Monday, 29 March 2010

The Eyes Have It

(photo nicked from Wikipedia...)

I had to ride the bus today. I haven't taken public transportation in years, as I do have my own trusty vehicle. But I wasn't allowed to drive.

I was informed that my driving abilities would be rather impaired by late morning. I was hoping this would be fun and perhaps tasty, but such was not the case.

I had my pupils dilated today. So the ophthalmologist could have a good peek at my retinas... retinae... whatever the plural is for the inside back part of my eyeballs.

What could have been a 30 minute appointment turned into well over an hour. And that was far shorter than the 2 1/2 hours they told me it would take. So I took the bus downtown, fretting that I would be late for my appointment because I was relying on some city employee to swing by the stop at the appropriate time, pick me up at the appropriate time, and then deposit me safely at the other end of the route at the appropriate time. I was nervous. I hate relying on someone else to get me places on time. I hate being late! But in the end it all worked out just fine.

So I go into the office and present myself at the front reception and had a seat in the waiting area. I was thrilled when I was called in no more than 5 minutes later. What service! I thought. It pays to have early appointment times.

I was taken into an exam room by one of the lovely ladies working there.
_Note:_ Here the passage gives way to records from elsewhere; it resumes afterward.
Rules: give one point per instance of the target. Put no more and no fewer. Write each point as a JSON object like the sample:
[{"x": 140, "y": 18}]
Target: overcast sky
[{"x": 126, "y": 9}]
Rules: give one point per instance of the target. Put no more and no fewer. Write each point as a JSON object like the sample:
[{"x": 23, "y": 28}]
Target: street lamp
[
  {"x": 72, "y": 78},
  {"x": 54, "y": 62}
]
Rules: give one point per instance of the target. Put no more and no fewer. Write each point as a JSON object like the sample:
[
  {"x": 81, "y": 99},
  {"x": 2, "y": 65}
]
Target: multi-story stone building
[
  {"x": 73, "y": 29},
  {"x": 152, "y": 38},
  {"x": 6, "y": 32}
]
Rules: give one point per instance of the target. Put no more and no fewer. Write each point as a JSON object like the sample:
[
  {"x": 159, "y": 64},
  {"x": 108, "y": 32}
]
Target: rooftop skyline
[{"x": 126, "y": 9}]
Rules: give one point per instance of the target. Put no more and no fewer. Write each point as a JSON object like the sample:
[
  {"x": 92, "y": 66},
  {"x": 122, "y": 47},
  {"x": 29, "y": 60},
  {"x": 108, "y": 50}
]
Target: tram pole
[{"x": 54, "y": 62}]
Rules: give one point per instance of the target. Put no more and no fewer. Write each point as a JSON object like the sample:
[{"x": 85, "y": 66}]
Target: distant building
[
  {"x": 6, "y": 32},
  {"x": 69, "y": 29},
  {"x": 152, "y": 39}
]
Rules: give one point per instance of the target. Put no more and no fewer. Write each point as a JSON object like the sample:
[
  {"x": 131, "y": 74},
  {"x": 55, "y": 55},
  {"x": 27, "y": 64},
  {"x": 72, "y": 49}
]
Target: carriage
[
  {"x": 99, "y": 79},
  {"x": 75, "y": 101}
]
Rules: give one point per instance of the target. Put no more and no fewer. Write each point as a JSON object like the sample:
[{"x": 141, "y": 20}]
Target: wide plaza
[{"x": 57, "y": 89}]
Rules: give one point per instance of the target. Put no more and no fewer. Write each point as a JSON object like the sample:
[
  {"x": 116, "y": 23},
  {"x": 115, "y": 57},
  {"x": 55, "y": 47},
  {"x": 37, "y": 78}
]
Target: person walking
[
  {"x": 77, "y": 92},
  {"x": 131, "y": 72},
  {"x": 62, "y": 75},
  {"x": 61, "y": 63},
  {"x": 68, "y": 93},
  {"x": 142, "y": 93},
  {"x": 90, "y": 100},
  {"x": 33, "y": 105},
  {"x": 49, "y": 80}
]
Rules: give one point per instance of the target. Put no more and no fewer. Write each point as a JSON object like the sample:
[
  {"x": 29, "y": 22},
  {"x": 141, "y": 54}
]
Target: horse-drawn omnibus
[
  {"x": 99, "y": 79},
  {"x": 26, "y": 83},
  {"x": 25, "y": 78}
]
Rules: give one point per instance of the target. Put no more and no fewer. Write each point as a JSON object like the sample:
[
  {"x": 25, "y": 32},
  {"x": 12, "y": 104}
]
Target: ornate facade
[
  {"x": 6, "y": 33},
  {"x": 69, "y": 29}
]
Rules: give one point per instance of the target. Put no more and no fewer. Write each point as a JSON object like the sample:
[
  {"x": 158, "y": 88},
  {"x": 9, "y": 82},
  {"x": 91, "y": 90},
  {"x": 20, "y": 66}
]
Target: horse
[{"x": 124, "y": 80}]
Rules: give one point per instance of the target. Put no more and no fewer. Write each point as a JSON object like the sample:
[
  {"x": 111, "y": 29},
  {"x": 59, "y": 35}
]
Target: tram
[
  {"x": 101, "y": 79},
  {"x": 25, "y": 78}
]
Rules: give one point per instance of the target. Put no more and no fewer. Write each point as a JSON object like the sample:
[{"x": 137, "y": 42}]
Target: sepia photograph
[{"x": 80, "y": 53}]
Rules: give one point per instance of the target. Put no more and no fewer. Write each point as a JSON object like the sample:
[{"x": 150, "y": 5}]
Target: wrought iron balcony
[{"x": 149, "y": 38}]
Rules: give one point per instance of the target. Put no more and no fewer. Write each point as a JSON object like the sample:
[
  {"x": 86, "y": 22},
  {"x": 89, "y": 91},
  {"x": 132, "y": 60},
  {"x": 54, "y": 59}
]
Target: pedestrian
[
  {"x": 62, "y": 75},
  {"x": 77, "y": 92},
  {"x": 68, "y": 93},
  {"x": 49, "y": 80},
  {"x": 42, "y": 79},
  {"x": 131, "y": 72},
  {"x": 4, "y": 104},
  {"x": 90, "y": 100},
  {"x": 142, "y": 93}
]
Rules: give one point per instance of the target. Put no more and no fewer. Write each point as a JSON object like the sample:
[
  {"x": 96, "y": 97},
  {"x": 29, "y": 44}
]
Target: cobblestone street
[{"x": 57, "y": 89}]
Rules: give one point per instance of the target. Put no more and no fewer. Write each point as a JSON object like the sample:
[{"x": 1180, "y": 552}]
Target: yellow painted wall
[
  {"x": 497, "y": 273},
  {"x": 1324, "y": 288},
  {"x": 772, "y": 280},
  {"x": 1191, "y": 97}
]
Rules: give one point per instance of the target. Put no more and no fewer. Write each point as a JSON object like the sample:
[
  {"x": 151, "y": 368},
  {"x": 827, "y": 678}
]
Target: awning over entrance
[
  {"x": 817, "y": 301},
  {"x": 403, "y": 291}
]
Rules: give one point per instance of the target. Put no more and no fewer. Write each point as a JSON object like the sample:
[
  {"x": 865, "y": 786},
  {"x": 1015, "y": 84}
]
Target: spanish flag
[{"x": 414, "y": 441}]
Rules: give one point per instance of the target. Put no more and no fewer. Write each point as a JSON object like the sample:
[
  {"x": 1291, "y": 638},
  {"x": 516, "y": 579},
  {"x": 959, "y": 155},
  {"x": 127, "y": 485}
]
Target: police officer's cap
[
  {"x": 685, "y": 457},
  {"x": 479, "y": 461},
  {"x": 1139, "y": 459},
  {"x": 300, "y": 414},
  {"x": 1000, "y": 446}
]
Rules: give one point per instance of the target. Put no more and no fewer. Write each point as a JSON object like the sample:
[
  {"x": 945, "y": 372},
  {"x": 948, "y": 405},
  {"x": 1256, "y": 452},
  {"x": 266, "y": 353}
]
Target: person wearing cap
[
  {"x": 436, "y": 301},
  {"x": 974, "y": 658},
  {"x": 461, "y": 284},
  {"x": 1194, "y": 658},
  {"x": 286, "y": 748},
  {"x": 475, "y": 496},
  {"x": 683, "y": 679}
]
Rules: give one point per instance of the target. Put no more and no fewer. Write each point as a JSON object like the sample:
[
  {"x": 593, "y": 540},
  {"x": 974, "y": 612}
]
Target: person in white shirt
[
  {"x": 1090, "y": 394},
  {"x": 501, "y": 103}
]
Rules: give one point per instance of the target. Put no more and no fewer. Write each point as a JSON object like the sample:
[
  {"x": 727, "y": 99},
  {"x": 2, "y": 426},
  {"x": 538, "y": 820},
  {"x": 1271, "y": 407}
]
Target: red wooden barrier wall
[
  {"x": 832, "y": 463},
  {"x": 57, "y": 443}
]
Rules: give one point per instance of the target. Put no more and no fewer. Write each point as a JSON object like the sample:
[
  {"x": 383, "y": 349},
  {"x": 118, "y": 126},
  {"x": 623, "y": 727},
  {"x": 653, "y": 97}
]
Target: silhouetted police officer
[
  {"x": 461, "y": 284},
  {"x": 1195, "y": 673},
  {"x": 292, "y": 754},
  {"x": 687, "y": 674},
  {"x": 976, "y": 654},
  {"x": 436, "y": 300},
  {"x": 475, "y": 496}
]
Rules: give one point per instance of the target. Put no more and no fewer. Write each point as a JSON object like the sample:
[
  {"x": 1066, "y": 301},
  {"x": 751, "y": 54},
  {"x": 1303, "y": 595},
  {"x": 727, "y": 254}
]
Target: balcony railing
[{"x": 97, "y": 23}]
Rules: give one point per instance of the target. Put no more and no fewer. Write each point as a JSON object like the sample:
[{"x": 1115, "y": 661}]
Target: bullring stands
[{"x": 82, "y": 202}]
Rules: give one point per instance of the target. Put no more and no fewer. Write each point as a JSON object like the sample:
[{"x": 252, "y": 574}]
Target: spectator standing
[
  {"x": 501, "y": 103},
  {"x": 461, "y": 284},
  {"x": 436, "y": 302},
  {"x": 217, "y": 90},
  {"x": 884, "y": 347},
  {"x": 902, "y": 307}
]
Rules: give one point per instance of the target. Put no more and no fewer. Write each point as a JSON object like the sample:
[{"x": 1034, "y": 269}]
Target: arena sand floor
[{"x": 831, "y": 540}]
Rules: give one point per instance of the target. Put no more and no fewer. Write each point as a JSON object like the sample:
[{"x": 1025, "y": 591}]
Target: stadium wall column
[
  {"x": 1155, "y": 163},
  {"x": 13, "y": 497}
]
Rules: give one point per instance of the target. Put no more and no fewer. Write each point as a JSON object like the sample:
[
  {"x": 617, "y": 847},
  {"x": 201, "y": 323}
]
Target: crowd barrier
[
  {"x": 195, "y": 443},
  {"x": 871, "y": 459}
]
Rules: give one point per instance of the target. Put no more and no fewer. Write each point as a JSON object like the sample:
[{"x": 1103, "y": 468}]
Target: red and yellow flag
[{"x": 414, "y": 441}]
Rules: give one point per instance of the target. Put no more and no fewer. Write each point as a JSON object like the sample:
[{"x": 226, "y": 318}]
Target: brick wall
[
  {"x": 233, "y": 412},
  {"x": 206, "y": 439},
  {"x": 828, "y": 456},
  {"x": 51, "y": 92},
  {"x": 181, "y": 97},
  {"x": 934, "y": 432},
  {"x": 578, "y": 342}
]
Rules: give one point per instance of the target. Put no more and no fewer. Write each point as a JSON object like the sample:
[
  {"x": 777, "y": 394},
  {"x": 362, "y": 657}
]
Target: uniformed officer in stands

She asked a few questions, filled in some blanks on a form and then put numbing drops in my eyes so she could pierce my eyeballs to check my intraocular pressures.

Well, no... actually, she just pressed an electronic meter to each eye, right where I could see her do it, and got an accurate psi for each. I asked her if I was properly inflated to 32 lbs... She just looked at me... and told me to go wait out in the waiting room in the centre of the hall.

Dabbing at my now frozen eyes with a tissue, I sat in the waiting area with several other patients. I swear they were all easily the age of my grandmothers... both of whom have been dead for years. Is it only old people who go see the ophthalmologist?

After about 10 minutes, I was called into a different exam room by a different woman. She called me 'Mrs.' I'm not a Mrs but I didn't bother to correct her. I'm old enough to be a Mrs., and I have been Mrs. in the past but am not one now. I thought it would just confuse the poor dear so I let it be.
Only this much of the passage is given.